Белый гость не стал его благодарить, он не произнес ни слова. Маркус взял его под руку и вывел наружу. Когда они проходили мимо палатки Гарвея, тот знаками попросил пришельца подождать и направился за красной пижамой и туникой из камешков. Маркус искал одежду на ощупь, чтобы свет не разбудил Пепе, но это была тщетная предосторожность. В темноте сверкнули белые зрачки надсмотрщика. Несмотря на то что негр умел держать язык за зубами, Маркус все же сказал:
– Молчи.
Он вынес одежду и отвел господина Тектона к прииску. Там Гарвей попросил спутника помочь ему спустить лестницу, но тот был по-прежнему безразличен к происходящему.
В руках у Маркуса была керосиновая лампа, которая освещала прииск. Когда он поднес ее к отвесной стене, то увидел картину, напоминающую вид гигантской головки сыра «Грюйер» изнутри. В результате работ на прииске обнажилась необычная горная порода: повсюду виднелись круглые отверстия, за которыми начинались своеобразные туннели различного диаметра. В одни могло бы пройти лишь маленькое яблоко, а другие были гораздо больше, чем ствол большого дерева. Пейзаж показался Маркусу таким необычным, что он почти забыл о господине Тектоне.
– Возьмите ваши вещи, – сказал Маркус.
Он передал пришельцу одежду и снова принялся рассматривать многочисленные дырки в стенах. Вероятно, ему не стоило поворачиваться к своему спутнику спиной. Если бы он этого не сделал, то увидел бы, как одежда помогает человеку восстановить утраченное достоинство. Пришелец не просто прикрыл свою наготу, он перестал быть пленником и снова превратился в дерзкое и фанатичное существо.
За минуту до нападения Маркус услышал, как хрипловатый голос тихо шепнул ему что-то в левое ухо. Он не успел ничего сделать или сказать, как невероятно сильная рука обхватила его горло.
Маркус мог ожидать чего угодно, но только не нападения. Он освободил пленника, одел его, помогал ему вернуться домой. А господин Тектон отплатил ему за это, коварно напав со спины. Почему он так поступил? Почему? Рука, обтянутая тонкой каменной кольчугой, которая сжимала его горло, казалась железной змеей.

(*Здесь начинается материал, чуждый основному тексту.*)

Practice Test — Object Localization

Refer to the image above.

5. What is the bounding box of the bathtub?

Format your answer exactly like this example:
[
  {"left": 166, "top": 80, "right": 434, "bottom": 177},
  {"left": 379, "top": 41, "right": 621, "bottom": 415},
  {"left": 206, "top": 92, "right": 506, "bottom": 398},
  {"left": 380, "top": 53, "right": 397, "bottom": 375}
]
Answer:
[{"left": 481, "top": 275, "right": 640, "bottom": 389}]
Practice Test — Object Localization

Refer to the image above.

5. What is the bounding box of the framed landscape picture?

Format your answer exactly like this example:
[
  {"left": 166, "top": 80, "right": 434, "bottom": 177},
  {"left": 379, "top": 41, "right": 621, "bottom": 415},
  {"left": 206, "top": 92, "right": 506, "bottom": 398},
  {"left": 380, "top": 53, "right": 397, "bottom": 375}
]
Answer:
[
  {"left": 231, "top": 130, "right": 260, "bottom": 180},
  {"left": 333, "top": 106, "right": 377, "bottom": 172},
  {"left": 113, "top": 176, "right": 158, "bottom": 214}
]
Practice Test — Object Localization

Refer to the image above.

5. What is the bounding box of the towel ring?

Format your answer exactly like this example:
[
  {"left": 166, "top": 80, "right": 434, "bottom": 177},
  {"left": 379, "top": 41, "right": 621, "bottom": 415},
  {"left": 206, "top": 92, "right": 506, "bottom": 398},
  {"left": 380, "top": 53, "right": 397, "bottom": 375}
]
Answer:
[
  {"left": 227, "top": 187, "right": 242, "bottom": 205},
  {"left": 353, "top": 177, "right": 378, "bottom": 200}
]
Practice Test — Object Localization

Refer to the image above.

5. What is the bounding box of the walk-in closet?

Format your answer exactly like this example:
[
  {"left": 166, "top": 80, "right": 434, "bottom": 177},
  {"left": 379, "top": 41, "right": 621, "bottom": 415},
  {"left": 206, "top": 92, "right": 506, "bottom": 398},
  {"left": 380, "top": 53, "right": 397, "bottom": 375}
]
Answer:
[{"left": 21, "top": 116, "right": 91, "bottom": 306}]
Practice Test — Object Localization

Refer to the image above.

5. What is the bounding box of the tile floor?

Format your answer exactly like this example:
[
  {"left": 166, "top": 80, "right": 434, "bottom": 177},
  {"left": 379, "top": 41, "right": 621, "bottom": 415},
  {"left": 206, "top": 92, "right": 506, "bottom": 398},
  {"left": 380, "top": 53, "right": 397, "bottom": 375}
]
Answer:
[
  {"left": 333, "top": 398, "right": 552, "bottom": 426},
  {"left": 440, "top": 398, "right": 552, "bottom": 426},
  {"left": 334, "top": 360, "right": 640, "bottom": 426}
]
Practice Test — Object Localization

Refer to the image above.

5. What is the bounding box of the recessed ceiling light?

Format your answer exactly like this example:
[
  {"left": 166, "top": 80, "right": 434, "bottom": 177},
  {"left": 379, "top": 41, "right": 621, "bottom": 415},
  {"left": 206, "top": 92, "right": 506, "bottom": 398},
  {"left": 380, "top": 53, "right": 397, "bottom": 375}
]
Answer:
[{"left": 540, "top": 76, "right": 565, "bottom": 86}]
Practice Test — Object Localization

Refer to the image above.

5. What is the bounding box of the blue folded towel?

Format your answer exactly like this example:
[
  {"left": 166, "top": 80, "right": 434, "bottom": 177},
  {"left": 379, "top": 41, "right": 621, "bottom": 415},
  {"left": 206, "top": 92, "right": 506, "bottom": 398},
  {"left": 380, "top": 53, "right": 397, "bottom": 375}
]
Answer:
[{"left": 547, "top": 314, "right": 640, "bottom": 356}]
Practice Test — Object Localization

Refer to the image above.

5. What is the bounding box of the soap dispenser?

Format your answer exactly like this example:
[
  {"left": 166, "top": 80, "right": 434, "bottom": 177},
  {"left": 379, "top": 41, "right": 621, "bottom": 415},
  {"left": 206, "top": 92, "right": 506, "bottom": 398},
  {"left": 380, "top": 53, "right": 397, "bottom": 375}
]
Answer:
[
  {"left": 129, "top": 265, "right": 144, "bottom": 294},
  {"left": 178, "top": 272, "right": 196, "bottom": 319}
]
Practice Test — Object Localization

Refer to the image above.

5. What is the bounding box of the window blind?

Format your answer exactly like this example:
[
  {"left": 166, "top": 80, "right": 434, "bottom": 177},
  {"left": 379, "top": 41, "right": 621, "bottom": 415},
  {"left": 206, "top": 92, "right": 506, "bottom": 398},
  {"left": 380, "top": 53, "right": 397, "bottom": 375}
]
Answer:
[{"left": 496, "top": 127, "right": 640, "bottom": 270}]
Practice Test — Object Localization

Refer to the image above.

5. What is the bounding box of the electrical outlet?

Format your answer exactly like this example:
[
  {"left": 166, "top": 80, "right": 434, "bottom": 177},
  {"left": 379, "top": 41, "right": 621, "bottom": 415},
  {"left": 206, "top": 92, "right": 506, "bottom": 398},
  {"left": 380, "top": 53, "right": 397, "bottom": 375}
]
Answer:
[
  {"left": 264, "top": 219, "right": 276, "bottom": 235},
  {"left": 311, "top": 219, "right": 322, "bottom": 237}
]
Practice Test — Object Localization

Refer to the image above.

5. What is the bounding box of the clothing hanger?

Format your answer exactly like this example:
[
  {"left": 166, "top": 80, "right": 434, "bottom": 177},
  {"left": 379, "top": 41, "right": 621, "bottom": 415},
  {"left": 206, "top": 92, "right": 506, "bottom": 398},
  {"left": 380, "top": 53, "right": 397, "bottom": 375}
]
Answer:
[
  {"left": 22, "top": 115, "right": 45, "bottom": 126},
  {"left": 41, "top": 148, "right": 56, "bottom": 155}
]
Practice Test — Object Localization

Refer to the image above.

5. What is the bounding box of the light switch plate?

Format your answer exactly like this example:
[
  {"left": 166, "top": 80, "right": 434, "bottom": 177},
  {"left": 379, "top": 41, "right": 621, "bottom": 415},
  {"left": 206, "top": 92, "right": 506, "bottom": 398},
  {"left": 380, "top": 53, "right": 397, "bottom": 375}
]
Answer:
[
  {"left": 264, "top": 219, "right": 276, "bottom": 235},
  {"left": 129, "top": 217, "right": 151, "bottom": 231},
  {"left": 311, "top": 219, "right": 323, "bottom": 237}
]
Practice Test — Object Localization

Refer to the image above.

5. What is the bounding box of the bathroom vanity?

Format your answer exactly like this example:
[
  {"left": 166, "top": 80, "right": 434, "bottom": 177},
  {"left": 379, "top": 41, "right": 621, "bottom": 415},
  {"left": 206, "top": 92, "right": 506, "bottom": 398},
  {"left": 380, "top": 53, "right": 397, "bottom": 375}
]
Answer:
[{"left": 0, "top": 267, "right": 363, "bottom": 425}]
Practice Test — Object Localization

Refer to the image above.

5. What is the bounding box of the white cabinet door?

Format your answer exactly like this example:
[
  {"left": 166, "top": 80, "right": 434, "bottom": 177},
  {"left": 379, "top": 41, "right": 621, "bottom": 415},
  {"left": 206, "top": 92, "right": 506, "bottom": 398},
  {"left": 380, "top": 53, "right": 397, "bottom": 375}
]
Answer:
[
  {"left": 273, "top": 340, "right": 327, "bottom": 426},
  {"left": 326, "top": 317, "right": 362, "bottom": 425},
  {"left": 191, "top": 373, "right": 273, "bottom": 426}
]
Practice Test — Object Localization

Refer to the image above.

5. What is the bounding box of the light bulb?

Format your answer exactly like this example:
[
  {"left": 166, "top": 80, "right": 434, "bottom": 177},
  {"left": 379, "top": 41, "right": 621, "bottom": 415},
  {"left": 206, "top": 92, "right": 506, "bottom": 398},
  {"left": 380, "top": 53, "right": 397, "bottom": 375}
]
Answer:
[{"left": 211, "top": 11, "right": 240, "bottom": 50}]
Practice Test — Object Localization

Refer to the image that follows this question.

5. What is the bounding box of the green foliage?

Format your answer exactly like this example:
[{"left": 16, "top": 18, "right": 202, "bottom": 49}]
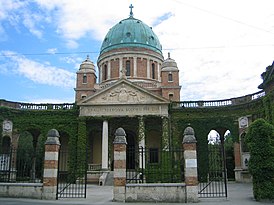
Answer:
[
  {"left": 224, "top": 135, "right": 235, "bottom": 180},
  {"left": 145, "top": 150, "right": 184, "bottom": 183},
  {"left": 246, "top": 119, "right": 274, "bottom": 201}
]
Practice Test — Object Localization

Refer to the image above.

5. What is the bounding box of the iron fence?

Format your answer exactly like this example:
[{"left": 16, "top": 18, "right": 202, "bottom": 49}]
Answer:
[
  {"left": 198, "top": 143, "right": 227, "bottom": 198},
  {"left": 0, "top": 148, "right": 44, "bottom": 183},
  {"left": 127, "top": 147, "right": 184, "bottom": 183},
  {"left": 56, "top": 150, "right": 88, "bottom": 199}
]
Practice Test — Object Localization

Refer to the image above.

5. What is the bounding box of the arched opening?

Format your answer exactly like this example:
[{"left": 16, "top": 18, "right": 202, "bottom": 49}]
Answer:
[
  {"left": 83, "top": 74, "right": 87, "bottom": 84},
  {"left": 240, "top": 132, "right": 249, "bottom": 152},
  {"left": 151, "top": 63, "right": 156, "bottom": 79},
  {"left": 103, "top": 65, "right": 108, "bottom": 80},
  {"left": 126, "top": 60, "right": 130, "bottom": 76},
  {"left": 208, "top": 129, "right": 235, "bottom": 180},
  {"left": 168, "top": 73, "right": 173, "bottom": 82},
  {"left": 1, "top": 136, "right": 11, "bottom": 154},
  {"left": 126, "top": 130, "right": 135, "bottom": 169}
]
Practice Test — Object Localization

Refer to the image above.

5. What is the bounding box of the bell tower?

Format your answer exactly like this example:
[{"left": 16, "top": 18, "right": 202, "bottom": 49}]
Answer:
[
  {"left": 161, "top": 53, "right": 181, "bottom": 101},
  {"left": 75, "top": 56, "right": 97, "bottom": 102}
]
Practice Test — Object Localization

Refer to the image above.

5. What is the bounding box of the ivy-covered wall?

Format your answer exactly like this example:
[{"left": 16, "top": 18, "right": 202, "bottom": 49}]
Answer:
[
  {"left": 0, "top": 107, "right": 78, "bottom": 150},
  {"left": 0, "top": 89, "right": 274, "bottom": 181}
]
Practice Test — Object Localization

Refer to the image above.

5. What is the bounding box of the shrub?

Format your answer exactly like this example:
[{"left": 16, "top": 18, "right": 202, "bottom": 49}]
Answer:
[{"left": 246, "top": 119, "right": 274, "bottom": 201}]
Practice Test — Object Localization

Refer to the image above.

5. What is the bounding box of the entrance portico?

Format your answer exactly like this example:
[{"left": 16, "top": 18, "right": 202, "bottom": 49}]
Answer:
[{"left": 78, "top": 79, "right": 169, "bottom": 170}]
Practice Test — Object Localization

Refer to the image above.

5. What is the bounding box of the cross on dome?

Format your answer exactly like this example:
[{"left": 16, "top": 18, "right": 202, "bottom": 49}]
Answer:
[{"left": 129, "top": 4, "right": 134, "bottom": 17}]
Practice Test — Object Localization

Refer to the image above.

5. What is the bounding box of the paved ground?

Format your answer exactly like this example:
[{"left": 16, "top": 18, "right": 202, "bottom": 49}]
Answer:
[{"left": 0, "top": 183, "right": 273, "bottom": 205}]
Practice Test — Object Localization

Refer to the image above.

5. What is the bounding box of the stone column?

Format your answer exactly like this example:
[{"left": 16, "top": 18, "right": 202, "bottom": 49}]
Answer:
[
  {"left": 147, "top": 59, "right": 150, "bottom": 78},
  {"left": 42, "top": 129, "right": 60, "bottom": 200},
  {"left": 98, "top": 65, "right": 103, "bottom": 83},
  {"left": 119, "top": 58, "right": 123, "bottom": 78},
  {"left": 162, "top": 117, "right": 169, "bottom": 151},
  {"left": 138, "top": 116, "right": 146, "bottom": 169},
  {"left": 183, "top": 127, "right": 198, "bottom": 203},
  {"left": 107, "top": 59, "right": 111, "bottom": 79},
  {"left": 157, "top": 61, "right": 162, "bottom": 81},
  {"left": 113, "top": 127, "right": 127, "bottom": 202},
  {"left": 102, "top": 120, "right": 108, "bottom": 170}
]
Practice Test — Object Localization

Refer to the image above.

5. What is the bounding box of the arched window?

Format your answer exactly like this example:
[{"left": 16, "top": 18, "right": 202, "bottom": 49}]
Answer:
[
  {"left": 83, "top": 74, "right": 87, "bottom": 84},
  {"left": 241, "top": 132, "right": 249, "bottom": 152},
  {"left": 168, "top": 73, "right": 173, "bottom": 82},
  {"left": 126, "top": 60, "right": 130, "bottom": 76},
  {"left": 151, "top": 63, "right": 155, "bottom": 79},
  {"left": 103, "top": 65, "right": 108, "bottom": 80},
  {"left": 2, "top": 136, "right": 11, "bottom": 154}
]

Из горла Маркуса вырывались короткие хрипы. Он почувствовал под ногами пустоту, словно его вздернули на виселицу, и понял, что господин Тектон увлекает его в один из самых широких туннелей. Пришелец хотел унести его с собой!
В глазах Гарвея потемнело. Причин тому было две: во-первых, в его легких почти не осталось кислорода, а во-вторых, его тело оказалось уже наполовину засунутым в черную нору. Сзади себя он видел лишь смутное светлое пятно – все, что оставалось от Конго. Впереди была абсолютная чернота. Что могло скрываться за ней? Куда тащит его господин Тектон?
Я отрешенно записывал какую-то ерунду, когда Маркус произнес:
– …а на следующее утро перед прииском появился незнакомец.
Я поднял голову от своих бумаг:
– Простите?
– Перед муравейником стоял столбом какой-то человек. – И Маркус, чтобы изобразить эту сцену, встал во весь рост и замер, прижав руки к туловищу и смотря перед собой в пространство.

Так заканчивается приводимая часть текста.